The upcoming book published by Penguin Random House, titled Operation Khukri: The True Story Behind the Indian Army’s Most Successful Mission as Part of the United Nations, narrates the first-hand account of the historical event which took place on July 13-16, 2000.
Maj. Gen. Rajpal Punia who led the United Nations Mission in Sierra Leone, West Africa, from the front, cowrote it with his daughter Damini. Punia, Chief of Staff HQ Delhi, was then the CO of the 58th Gorkha Rifles, sent to Sierra Leone to help the local government disarm the notorious rebels who had captured 223 UN peacekeepers. The book brings to fore the historical rescue operation.

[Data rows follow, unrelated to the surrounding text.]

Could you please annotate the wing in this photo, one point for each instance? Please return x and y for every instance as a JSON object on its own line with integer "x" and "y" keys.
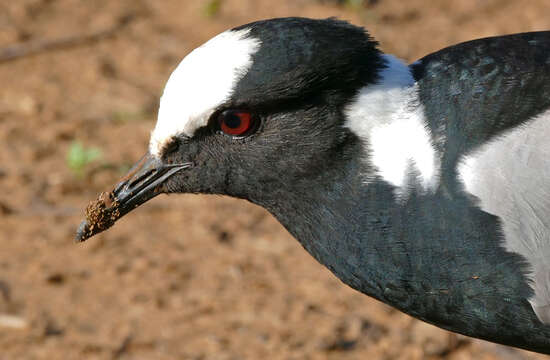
{"x": 478, "y": 89}
{"x": 487, "y": 104}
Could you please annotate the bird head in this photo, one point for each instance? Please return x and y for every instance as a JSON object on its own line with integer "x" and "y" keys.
{"x": 256, "y": 112}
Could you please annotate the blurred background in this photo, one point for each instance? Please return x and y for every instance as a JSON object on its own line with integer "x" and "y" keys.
{"x": 183, "y": 277}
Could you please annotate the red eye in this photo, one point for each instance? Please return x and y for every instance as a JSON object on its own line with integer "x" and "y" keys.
{"x": 235, "y": 122}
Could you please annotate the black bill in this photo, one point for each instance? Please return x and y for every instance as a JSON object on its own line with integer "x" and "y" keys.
{"x": 143, "y": 182}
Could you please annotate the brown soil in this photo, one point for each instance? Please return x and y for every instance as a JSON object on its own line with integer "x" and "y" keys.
{"x": 183, "y": 277}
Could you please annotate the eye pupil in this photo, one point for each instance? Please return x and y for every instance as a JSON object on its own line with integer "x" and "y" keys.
{"x": 232, "y": 120}
{"x": 235, "y": 122}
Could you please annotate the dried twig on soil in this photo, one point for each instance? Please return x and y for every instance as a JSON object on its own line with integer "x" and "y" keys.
{"x": 39, "y": 46}
{"x": 12, "y": 322}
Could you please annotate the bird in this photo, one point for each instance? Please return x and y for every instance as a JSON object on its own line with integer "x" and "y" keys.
{"x": 423, "y": 185}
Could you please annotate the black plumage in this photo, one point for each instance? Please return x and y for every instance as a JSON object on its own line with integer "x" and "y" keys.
{"x": 434, "y": 254}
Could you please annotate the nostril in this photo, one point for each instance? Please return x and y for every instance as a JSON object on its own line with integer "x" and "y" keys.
{"x": 142, "y": 178}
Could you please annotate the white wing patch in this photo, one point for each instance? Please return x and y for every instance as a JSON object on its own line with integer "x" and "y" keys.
{"x": 389, "y": 117}
{"x": 202, "y": 81}
{"x": 511, "y": 178}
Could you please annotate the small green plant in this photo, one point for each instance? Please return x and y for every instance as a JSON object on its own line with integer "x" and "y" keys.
{"x": 80, "y": 157}
{"x": 212, "y": 8}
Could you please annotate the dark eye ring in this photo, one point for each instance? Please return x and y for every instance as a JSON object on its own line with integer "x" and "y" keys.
{"x": 236, "y": 122}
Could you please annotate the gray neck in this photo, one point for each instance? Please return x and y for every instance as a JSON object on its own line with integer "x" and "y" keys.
{"x": 432, "y": 255}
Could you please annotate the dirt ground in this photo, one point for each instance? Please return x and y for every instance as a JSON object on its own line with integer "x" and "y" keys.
{"x": 183, "y": 277}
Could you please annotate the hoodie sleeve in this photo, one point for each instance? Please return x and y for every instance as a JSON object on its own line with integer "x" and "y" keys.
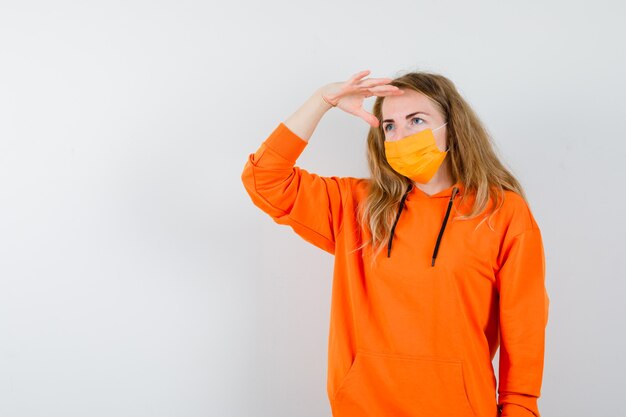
{"x": 310, "y": 204}
{"x": 523, "y": 308}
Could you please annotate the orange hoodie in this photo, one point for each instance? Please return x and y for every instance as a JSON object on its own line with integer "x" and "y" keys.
{"x": 415, "y": 336}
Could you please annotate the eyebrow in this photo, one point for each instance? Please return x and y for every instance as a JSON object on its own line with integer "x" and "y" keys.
{"x": 408, "y": 116}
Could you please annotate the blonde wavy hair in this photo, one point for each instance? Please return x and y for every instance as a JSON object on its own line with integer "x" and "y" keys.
{"x": 472, "y": 161}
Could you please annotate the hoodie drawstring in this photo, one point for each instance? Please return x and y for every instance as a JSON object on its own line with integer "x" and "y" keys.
{"x": 393, "y": 228}
{"x": 443, "y": 225}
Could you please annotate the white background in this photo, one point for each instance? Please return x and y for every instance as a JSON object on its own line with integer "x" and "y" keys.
{"x": 138, "y": 279}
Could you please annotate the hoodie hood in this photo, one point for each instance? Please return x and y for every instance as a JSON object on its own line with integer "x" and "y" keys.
{"x": 414, "y": 192}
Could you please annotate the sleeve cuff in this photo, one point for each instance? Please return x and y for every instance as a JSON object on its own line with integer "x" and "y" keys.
{"x": 286, "y": 143}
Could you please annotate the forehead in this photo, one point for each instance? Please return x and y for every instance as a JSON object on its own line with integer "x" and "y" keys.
{"x": 395, "y": 107}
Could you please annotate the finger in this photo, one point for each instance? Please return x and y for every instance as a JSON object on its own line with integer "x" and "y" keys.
{"x": 387, "y": 90}
{"x": 371, "y": 82}
{"x": 359, "y": 75}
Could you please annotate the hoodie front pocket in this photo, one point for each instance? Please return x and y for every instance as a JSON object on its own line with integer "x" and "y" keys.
{"x": 379, "y": 385}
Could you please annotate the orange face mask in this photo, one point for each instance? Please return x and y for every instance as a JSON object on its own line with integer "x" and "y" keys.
{"x": 416, "y": 156}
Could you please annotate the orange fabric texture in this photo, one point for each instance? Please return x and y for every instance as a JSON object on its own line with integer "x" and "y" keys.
{"x": 407, "y": 338}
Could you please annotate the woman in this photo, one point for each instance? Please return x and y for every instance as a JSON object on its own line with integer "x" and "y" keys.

In 2002, he was awarded the prestigious Yudh Seva Medal by the President of India. For Gurveen Chadha, Senior Commissioning Editor, Penguin Random House, Operation Khukri is the true account of one of the most daring missions of the Indian Army on foreign soil, yet most people are unaware of it even though it transpired months after the Kargil War.
“That is what attracted me to the story first and foremost. And as the man spearheading the operations, there could be no one better to put the story together than Maj. Gen. Punia. The courage and tenacity displayed by him and his soldiers is testimony to why the Indian Armed Forces are regarded as one of the best in the world.” We hear more from the man himself:
Take us through your struggles encapsulated in the book during the rescue operation.
Operation Khukri was a headon battle between the Indian Peacekeepers in Kailahun and the Revolutionary United Front rebels. A battle where the Indian forces crushed the deadliest rebel force in the world. This book venerates the sacrifice of every Indian soldier who fought till his last breath for the honour of our country, as well as every innocent soul who died as a result of the war. Today, I live with the hope of visiting Kailahun to personally meet the children of the generation that died as a result of the war. I wish I was less of a soldier and more of a human!
Tell us about the impact of the mission in your life.
My boys, my soldiers were my family and I had to ensure that each one of them reached home to their loved ones. Operation Khukri made me believe in the power of destiny. It’s a miracle how all 233 of us are still standing tall after living in the jaws of death for three months. It was destiny that guided us through the opaque wilderness of Africa. The virtuous deeds of the soldiers are the sole reason we could walk on the Indian soil yet again and I am glad that through this book the world would learn what the Indian soldiers are made of !
At one time when you were taken hostage during the mission, what were the challenges you had to endure?
I was taken hostage without offence which in itself was a lot to process. Moreover, as a Company Commander, the biggest challenge I faced was the separation from my soldiers. I was constantly worried about their safety as they were in the camp area while I was held up in the ruins outside the town with barely any knowledge of what they were going through in Kailahun. I felt helpless and every sunrise was a blessing as we were counting days being in the belly of the beast. Also, it was difficult to keep the spirit high, as the thoughts of my wife and children back home would make me heartsick.
Could you tell us how army personnel stay positive in the toughest of circumstances?
The Indian Army teaches us that ‘when the going gets tough, the tough gets going’. Once we don the uniform, we derive positivity from the camouflage fabric on our body and the tricolor, which is pinned on our shoulder being part of the United Nations. During the training, our body is toughened like steel and our mind like the rock! Tougher the circumstances, greater is our spirit. Lastly, it is the izzat of the Indian Army which flows like adrenaline in our nerves and irrespective of the situation around us, we give our all to uphold the ‘dignity of our paltan’ and the ‘honour of our country’.